Olympia Port Lands Wind Power

by Jim Szymanski
The Olympian, April 25, 2006

Windmill blades part of new cargo line;
Officials seek to expand variety of shipments routed through port

OLYMPIA -- A shipment of fiberglass windmill blades that arrived Monday at the Port of Olympia is the first fruit in an ongoing effort to add a new line of port cargo.

The blades are bound for a 70.5 megawatt wind-power project in Alberta, Canada.

One hundred fifty blades arrived from Brazil aboard the BBC Korea, flying the flag of Cyprus. The unloading is expected to be completed today.

The blades will be stored in the port's log yard for a couple of months as trucks arrive to drive them to Canada, said Jim Amador, the port's marine terminal director. The blades catch wind to turn electricity- producing turbines.

"It's nice to clear room in the log yard not because it's empty but because we have other cargo," said Amador, as he watched dock workers preparing to unload the blades.

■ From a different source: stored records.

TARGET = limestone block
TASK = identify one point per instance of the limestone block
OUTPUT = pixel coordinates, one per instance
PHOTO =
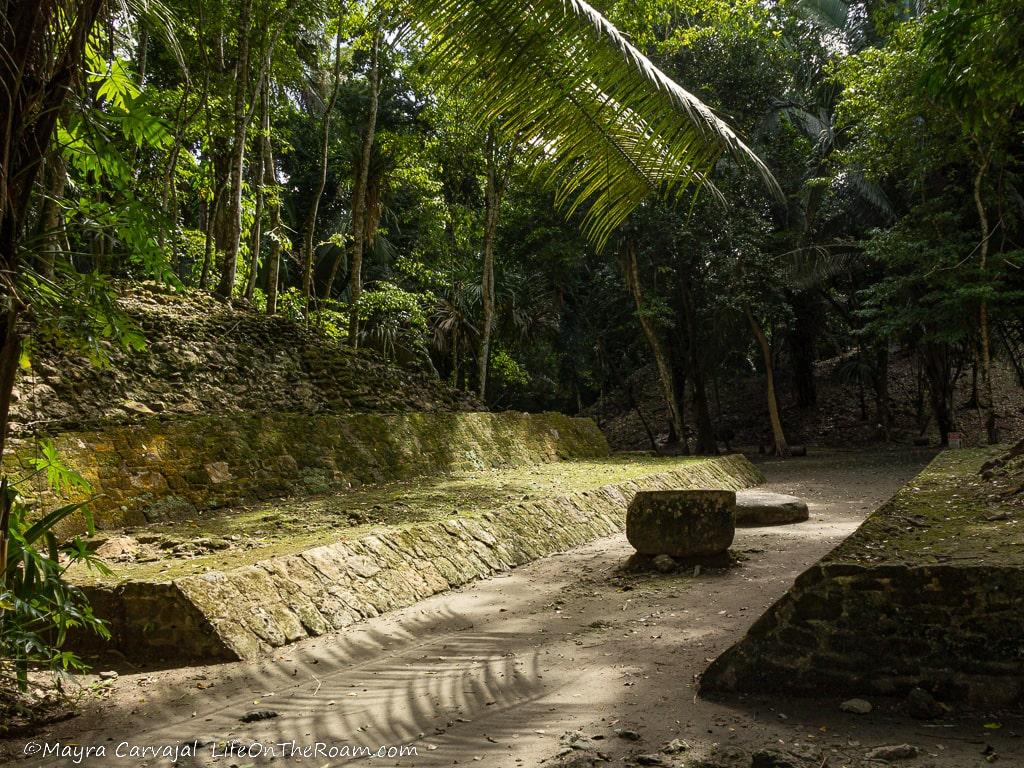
(682, 523)
(756, 507)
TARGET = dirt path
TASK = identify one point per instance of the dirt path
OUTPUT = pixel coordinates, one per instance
(496, 674)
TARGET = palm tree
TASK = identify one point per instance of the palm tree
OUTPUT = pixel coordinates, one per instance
(603, 126)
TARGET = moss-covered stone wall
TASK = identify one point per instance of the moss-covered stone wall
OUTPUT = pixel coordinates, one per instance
(177, 469)
(928, 593)
(244, 611)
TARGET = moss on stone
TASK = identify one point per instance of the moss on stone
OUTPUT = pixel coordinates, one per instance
(287, 525)
(948, 513)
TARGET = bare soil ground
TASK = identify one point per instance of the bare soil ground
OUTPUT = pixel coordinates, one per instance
(500, 673)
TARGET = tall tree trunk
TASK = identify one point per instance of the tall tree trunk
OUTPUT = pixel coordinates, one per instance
(257, 231)
(49, 221)
(241, 123)
(938, 373)
(42, 58)
(880, 379)
(309, 227)
(802, 341)
(493, 192)
(778, 436)
(986, 359)
(213, 218)
(273, 203)
(707, 442)
(359, 194)
(657, 347)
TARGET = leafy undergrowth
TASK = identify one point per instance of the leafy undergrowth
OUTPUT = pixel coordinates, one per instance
(1006, 472)
(948, 513)
(245, 535)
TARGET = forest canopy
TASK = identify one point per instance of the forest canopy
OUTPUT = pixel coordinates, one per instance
(536, 201)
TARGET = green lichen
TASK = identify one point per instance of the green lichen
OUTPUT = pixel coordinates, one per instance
(289, 525)
(947, 514)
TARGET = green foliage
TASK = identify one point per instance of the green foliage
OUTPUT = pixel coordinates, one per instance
(38, 606)
(392, 318)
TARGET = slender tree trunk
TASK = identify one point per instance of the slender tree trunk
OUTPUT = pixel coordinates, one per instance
(213, 218)
(257, 231)
(707, 443)
(359, 195)
(883, 409)
(35, 80)
(940, 386)
(632, 272)
(986, 361)
(310, 224)
(272, 195)
(493, 193)
(241, 124)
(49, 221)
(778, 436)
(802, 342)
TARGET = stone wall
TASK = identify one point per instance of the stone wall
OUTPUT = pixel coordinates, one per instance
(245, 611)
(203, 356)
(929, 593)
(168, 470)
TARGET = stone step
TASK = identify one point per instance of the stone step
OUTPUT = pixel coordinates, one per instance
(244, 611)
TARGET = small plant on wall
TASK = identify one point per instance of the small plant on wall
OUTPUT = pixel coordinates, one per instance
(38, 607)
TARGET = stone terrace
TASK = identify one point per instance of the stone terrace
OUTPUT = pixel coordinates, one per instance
(246, 581)
(928, 593)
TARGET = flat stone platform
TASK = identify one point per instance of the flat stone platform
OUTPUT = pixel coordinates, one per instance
(237, 585)
(928, 593)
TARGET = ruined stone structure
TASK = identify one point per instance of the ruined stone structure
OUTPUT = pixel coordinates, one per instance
(928, 593)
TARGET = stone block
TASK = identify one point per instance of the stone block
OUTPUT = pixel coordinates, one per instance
(756, 507)
(682, 523)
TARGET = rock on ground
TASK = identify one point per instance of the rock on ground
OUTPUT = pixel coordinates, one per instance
(756, 507)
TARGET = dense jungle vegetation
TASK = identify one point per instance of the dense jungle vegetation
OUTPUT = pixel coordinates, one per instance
(532, 200)
(509, 194)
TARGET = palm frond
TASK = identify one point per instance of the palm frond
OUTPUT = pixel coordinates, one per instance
(603, 124)
(813, 265)
(829, 13)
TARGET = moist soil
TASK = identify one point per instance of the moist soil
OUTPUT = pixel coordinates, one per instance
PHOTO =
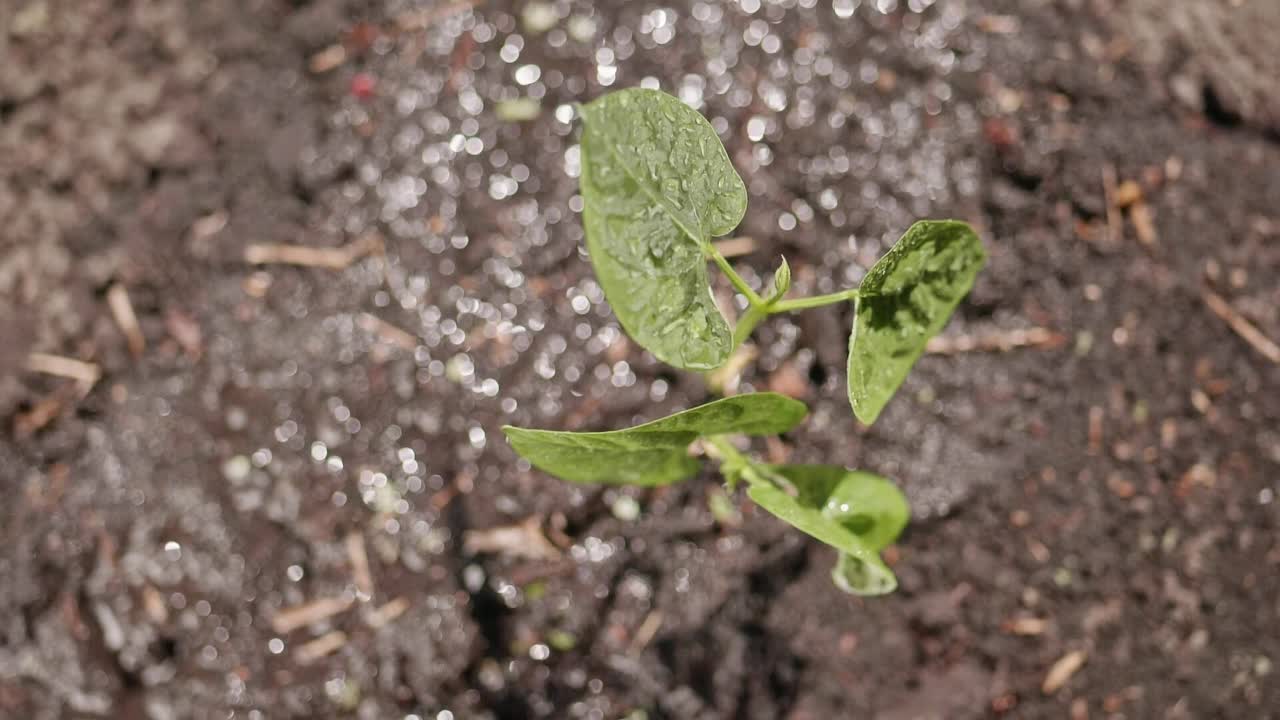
(1095, 525)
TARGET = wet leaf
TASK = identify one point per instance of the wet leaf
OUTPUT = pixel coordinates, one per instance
(656, 452)
(856, 513)
(906, 299)
(657, 186)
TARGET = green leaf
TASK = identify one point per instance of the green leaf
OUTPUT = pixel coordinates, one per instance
(905, 300)
(856, 513)
(656, 452)
(657, 186)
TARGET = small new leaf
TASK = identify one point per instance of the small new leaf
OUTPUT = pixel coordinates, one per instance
(856, 513)
(657, 186)
(656, 452)
(781, 283)
(905, 300)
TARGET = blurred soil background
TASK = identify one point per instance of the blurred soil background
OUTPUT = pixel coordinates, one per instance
(274, 273)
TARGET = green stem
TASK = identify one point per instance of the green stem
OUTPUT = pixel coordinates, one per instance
(739, 283)
(814, 301)
(748, 322)
(736, 465)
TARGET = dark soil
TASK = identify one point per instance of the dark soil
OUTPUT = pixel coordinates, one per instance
(1111, 495)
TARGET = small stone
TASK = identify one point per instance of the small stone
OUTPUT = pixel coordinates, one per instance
(154, 139)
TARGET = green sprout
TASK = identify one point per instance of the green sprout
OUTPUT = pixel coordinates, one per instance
(657, 187)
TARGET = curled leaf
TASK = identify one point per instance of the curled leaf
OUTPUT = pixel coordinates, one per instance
(906, 299)
(656, 452)
(657, 186)
(856, 513)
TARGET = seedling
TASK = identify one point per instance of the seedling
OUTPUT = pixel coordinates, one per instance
(657, 187)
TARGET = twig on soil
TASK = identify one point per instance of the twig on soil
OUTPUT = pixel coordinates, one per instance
(1143, 223)
(45, 410)
(1242, 326)
(85, 373)
(735, 246)
(1063, 670)
(1096, 415)
(327, 258)
(999, 341)
(522, 540)
(360, 566)
(387, 614)
(387, 332)
(122, 310)
(325, 645)
(292, 618)
(184, 329)
(1109, 192)
(645, 632)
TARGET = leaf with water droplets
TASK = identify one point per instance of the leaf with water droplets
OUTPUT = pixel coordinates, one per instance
(856, 513)
(656, 452)
(905, 300)
(657, 186)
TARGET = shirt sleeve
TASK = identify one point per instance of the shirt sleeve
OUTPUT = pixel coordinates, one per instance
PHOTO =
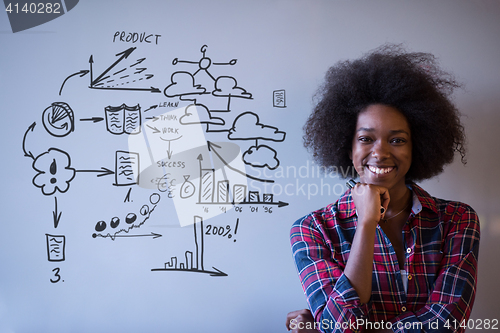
(332, 299)
(450, 302)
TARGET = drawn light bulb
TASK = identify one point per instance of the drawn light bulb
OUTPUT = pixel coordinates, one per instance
(187, 188)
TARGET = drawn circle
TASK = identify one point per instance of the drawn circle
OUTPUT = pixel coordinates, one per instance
(100, 226)
(131, 217)
(115, 221)
(154, 198)
(144, 210)
(58, 119)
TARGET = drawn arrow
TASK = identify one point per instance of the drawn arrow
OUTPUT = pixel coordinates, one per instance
(28, 154)
(91, 61)
(82, 73)
(103, 171)
(152, 89)
(55, 215)
(93, 119)
(211, 146)
(216, 272)
(123, 55)
(152, 107)
(148, 235)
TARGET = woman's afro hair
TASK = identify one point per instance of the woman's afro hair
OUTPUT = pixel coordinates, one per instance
(410, 82)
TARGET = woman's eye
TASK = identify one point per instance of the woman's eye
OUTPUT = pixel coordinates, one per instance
(364, 139)
(398, 140)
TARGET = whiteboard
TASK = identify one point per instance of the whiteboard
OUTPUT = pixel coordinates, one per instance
(153, 160)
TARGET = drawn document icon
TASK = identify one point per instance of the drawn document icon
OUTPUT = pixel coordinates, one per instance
(55, 247)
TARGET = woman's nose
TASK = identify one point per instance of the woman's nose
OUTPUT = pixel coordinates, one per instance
(380, 150)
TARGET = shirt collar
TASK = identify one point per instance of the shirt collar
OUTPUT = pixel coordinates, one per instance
(421, 200)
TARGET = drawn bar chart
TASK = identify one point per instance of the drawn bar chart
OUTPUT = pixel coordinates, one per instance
(212, 192)
(193, 260)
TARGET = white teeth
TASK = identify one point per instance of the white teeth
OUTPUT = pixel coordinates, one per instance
(379, 170)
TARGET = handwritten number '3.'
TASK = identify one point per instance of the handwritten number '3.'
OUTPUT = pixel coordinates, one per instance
(56, 274)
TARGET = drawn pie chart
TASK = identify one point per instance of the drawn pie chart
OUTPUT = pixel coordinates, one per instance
(58, 119)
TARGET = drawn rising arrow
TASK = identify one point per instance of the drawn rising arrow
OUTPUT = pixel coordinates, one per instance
(93, 119)
(28, 153)
(152, 234)
(102, 172)
(211, 146)
(123, 55)
(82, 73)
(55, 215)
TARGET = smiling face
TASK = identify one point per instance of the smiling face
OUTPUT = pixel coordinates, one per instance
(382, 147)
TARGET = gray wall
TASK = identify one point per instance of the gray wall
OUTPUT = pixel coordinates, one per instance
(107, 283)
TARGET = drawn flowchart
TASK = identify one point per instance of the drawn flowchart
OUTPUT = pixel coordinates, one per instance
(169, 153)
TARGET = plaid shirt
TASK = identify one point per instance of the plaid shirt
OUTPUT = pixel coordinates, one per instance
(441, 240)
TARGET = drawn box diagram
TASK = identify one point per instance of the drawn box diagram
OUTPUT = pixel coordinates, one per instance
(279, 100)
(126, 168)
(56, 247)
(123, 119)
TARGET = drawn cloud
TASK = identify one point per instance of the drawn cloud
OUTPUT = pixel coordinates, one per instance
(261, 156)
(226, 86)
(183, 84)
(247, 127)
(204, 116)
(54, 171)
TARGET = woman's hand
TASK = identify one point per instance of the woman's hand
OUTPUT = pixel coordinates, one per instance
(299, 321)
(368, 199)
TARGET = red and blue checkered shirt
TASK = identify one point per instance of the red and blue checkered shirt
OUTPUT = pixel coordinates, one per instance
(442, 242)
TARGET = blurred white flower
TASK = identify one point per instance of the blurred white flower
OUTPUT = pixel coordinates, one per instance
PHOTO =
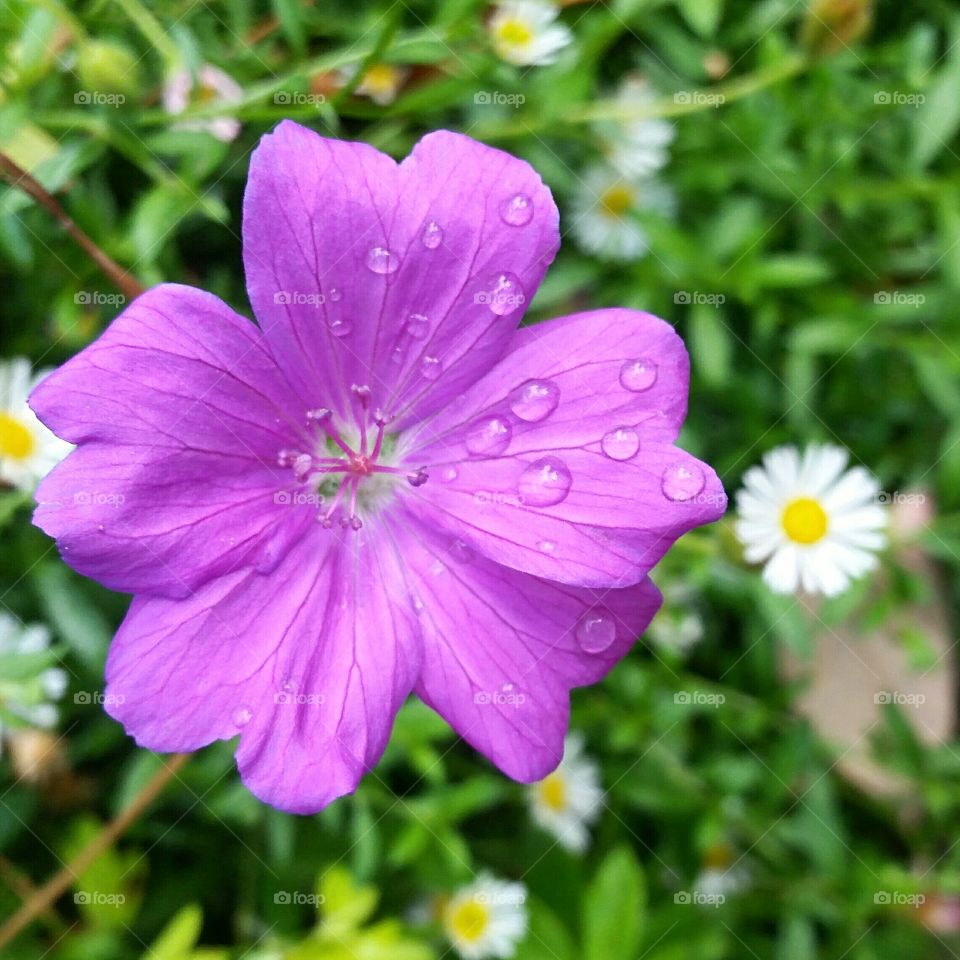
(487, 918)
(27, 701)
(637, 148)
(523, 32)
(606, 209)
(381, 82)
(816, 526)
(28, 450)
(211, 86)
(567, 801)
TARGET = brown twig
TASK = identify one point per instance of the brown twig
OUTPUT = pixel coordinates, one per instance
(18, 177)
(57, 885)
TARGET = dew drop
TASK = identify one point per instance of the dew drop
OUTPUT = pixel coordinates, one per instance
(595, 632)
(517, 210)
(638, 375)
(381, 260)
(418, 326)
(503, 294)
(430, 367)
(489, 437)
(545, 482)
(682, 481)
(242, 716)
(432, 235)
(339, 326)
(620, 444)
(535, 400)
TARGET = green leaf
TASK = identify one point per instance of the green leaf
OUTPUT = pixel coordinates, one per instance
(614, 908)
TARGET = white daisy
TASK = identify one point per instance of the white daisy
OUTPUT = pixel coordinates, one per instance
(816, 525)
(487, 918)
(381, 82)
(211, 86)
(28, 450)
(27, 701)
(523, 32)
(678, 627)
(606, 212)
(570, 798)
(637, 148)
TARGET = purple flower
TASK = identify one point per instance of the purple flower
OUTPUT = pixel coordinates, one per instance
(489, 499)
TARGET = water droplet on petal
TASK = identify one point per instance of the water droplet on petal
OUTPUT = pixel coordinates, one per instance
(638, 375)
(432, 235)
(595, 632)
(621, 444)
(381, 260)
(430, 368)
(682, 481)
(489, 437)
(535, 400)
(242, 716)
(545, 482)
(517, 210)
(418, 326)
(503, 294)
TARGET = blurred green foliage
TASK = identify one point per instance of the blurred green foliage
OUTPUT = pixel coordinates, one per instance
(821, 200)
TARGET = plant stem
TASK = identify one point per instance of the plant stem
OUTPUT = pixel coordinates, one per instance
(57, 885)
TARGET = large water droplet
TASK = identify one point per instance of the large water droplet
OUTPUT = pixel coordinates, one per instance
(418, 326)
(242, 716)
(432, 235)
(517, 210)
(595, 632)
(638, 375)
(381, 260)
(339, 326)
(545, 482)
(682, 481)
(430, 367)
(489, 437)
(535, 400)
(620, 444)
(503, 294)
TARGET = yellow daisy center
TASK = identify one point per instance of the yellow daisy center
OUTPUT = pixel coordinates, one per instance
(381, 78)
(553, 792)
(469, 920)
(804, 520)
(617, 200)
(16, 441)
(514, 33)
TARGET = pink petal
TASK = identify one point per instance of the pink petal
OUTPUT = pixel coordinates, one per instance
(503, 649)
(612, 388)
(309, 665)
(403, 258)
(180, 413)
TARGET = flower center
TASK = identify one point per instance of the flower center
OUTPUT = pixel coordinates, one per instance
(515, 33)
(617, 200)
(16, 441)
(469, 920)
(553, 792)
(334, 471)
(804, 520)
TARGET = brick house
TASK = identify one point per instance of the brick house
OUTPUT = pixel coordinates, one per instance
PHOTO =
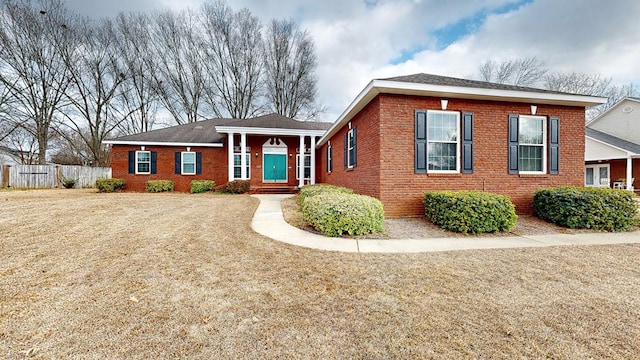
(400, 137)
(265, 150)
(612, 147)
(406, 135)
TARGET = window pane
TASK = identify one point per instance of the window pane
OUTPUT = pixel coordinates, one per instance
(589, 176)
(442, 156)
(144, 156)
(530, 158)
(530, 131)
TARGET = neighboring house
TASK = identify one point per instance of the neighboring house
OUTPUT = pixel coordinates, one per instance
(264, 150)
(400, 137)
(406, 135)
(612, 146)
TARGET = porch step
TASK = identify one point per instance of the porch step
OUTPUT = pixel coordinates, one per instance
(275, 190)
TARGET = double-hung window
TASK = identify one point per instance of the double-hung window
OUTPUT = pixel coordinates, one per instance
(237, 165)
(143, 162)
(534, 144)
(443, 148)
(188, 163)
(532, 132)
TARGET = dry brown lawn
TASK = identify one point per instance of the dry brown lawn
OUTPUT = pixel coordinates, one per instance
(133, 275)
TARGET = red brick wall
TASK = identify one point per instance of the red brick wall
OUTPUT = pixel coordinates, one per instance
(214, 164)
(364, 178)
(401, 190)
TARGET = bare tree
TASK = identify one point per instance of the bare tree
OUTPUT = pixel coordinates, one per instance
(33, 38)
(290, 63)
(137, 100)
(180, 79)
(521, 72)
(590, 84)
(96, 77)
(233, 41)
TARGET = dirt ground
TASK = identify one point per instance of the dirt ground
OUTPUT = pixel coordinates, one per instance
(133, 275)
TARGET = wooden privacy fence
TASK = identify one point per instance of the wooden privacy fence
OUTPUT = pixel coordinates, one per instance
(50, 176)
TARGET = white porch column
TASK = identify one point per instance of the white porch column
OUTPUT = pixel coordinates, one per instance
(243, 156)
(629, 172)
(301, 163)
(313, 159)
(230, 154)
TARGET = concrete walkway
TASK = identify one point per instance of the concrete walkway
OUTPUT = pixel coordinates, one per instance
(268, 221)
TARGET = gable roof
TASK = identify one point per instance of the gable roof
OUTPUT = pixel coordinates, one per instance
(449, 87)
(210, 133)
(613, 140)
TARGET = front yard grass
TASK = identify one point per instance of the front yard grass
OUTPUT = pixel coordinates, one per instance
(136, 275)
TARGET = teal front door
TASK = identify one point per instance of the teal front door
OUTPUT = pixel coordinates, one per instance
(275, 167)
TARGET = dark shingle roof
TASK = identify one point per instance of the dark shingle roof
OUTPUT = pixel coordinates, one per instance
(201, 132)
(451, 81)
(613, 140)
(204, 132)
(277, 121)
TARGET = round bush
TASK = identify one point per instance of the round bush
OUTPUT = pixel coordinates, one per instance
(338, 213)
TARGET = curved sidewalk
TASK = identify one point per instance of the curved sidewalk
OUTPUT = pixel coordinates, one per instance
(269, 221)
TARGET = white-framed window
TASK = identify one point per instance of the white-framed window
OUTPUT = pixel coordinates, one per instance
(143, 162)
(443, 141)
(329, 159)
(188, 163)
(307, 166)
(597, 175)
(351, 148)
(532, 144)
(237, 165)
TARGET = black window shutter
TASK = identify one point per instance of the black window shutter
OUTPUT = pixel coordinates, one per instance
(132, 162)
(178, 157)
(554, 145)
(199, 163)
(513, 144)
(346, 148)
(154, 158)
(467, 143)
(421, 142)
(355, 137)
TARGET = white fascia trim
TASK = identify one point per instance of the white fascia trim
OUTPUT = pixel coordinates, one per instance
(376, 87)
(268, 131)
(156, 143)
(629, 153)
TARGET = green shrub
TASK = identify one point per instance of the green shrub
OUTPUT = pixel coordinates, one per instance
(109, 185)
(159, 185)
(590, 208)
(236, 187)
(308, 191)
(68, 183)
(470, 211)
(338, 213)
(200, 186)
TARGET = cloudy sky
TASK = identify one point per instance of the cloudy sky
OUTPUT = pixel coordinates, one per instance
(360, 40)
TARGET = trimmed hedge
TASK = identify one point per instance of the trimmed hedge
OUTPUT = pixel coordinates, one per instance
(338, 213)
(109, 185)
(236, 187)
(308, 191)
(159, 185)
(470, 211)
(590, 208)
(200, 186)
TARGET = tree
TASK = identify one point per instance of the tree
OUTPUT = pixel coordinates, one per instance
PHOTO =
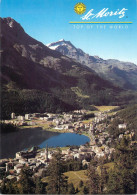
(93, 180)
(85, 190)
(39, 186)
(26, 184)
(80, 183)
(57, 182)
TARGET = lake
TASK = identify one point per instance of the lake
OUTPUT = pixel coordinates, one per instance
(25, 138)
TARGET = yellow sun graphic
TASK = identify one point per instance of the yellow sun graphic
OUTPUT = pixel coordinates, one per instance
(80, 8)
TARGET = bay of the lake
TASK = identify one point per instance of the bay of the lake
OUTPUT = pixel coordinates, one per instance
(25, 138)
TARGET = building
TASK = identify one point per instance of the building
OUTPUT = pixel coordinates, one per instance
(12, 115)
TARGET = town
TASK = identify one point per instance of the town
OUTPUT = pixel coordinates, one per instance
(38, 159)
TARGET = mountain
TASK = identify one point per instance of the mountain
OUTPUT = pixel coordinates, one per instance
(123, 74)
(37, 79)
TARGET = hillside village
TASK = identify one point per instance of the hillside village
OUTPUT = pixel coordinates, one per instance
(38, 159)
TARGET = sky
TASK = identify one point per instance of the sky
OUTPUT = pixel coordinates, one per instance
(48, 21)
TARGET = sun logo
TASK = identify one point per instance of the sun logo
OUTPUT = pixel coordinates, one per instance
(80, 8)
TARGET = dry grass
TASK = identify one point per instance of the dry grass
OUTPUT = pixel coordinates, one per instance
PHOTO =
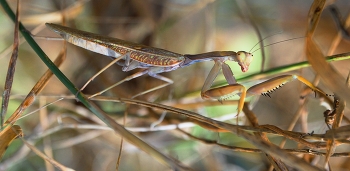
(71, 135)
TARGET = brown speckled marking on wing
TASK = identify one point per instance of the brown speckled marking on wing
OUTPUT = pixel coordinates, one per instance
(140, 53)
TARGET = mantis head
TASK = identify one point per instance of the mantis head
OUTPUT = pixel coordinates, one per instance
(244, 59)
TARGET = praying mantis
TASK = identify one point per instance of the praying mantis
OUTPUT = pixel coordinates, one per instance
(156, 60)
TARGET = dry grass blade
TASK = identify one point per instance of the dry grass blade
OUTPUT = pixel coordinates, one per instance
(276, 163)
(70, 12)
(271, 149)
(7, 135)
(38, 87)
(11, 70)
(329, 75)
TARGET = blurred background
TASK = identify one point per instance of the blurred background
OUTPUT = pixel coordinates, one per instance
(181, 26)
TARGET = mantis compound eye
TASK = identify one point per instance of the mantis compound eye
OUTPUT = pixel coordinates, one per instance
(244, 59)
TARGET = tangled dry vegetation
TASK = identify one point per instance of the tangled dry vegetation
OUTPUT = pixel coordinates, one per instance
(48, 123)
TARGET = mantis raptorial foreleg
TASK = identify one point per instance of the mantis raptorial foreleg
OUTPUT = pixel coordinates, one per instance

Olympia beat out ports in Longview, Tacoma and Portland to get the shipment, said Petr Naceradsky, a spokesman for a Florida subcontractor handling the shipment for the manufacturer of the 125-foot-long blades.

In the coming weeks, trucks will drive the blades to a route along the Columbia River, through the Tri Cities area and north to Canada, Naceradsky said. He said Olympia's lower labor rates compensated for the extra cost of trucking the blades to a route along the Columbia rather than starting from a shorter distance at the Port of Portland.

Naceradsky said he also works with shipments of windmill parts from Asia for wind projects in Idaho. He said it was possible that Olympia could get more cargo related to wind projects.

The importing of windmill parts from Asian manufacturers typically enters the state through the Port of Longview, but Amador said it was possible that Olympia could bid for some of that business.

The wind-power movement in Washington has been slowed by rising aluminum prices and increasing demand for wind-generation equipment to be installed in China, said Marc Krasnowsky, a spokesman for the NW Energy Coalition, an alliance of about 100 groups promoting development of renewable energy sources.

But Krasnowsky predicted that Olympia port business could grow if Initiative 937 makes the November ballot and passes. A coalition of conservation groups, labor, farmers and clean-energy businesses is gathering signatures to qualify the item on the fall ballot. It would require the state's larger utilities to increase the amount of renewable resources in their electricity supply to 15 percent by 2020.

Hydroelectricity makes up about 60 percent of the state's power with most of the rest coming from natural gas and coal, Krasnowsky said.

About 2 percent comes from wind, solar and biofuels, he said. "It would be great if those blades were going to wind farms in this state," Krasnowsky said of the Olympia shipment.

I-937 supporters have been touting it to longshore unions as a possible source of new cargo business, he said.

The Olympia shipment could become a breakthrough for the port's mission of diversifying its cargoes from timber, aluminum and garnet. It is a test of the productivity of Olympia dockworkers and the reliability of their equipment, Amador said.

"If you do a good job, shippers continue to use you," Amador said.


Jim Szymanski is business editor of The Olympian.